Zuckerberg visited Sina CEO Charles Chao to talk about China's internet market, said Sina spokesman Liu Qi.
"(Zuckerberg) exchanged his views on China's internet market and wanted to understand Sina's Weibo (microblog), the hottest internet product in the country," Liu added.
Photos of Zuckerberg making his visit also appeared on a Chinese microblog.
Zuckerberg said he would visit China during the holidays, given that his girlfriend has family in the country, according to an interview with Time Magazine. But starting this week, the Facebook CEO has been spotted visiting major tech companies in Beijing.
On Monday, Zuckerberg made a visit to Baidu, China's largest search engine, where he met with senior staff including the company's CEO Robin Li.
Local Chinese news outlets also reported that on Tuesday Zuckerberg visited China Mobile, the country's largest mobile carrier. China Mobile, however, has yet to confirm whether a meeting took place.
China is one of the world's largest internet markets, with more than 420 million internet users. But Facebook, which has more than 500 million active users, is currently blocked in the country, along with other popular US sites such as Twitter and Facebook.
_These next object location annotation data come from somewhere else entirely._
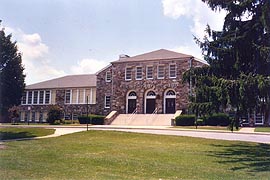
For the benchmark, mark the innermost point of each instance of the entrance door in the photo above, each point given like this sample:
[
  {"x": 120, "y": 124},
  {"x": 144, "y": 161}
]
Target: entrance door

The Chinese government limits access to certain internet content it deems inappropriate or politically sensitive.
Meanwhile, other social networking sites from Chinese companies like Kaixin001.com or Renren.com have already become popular in the country.
Sina operates one of the country's leading internet portals. The company also launched its Weibo microblogging service in August 2009, only to see it attract more than 50 million users in over a year. Sina's CEO has said he believes the microblog's user base will reach 100 million by the first half of 2011. He has also added that the microblog should start making ad revenue next year.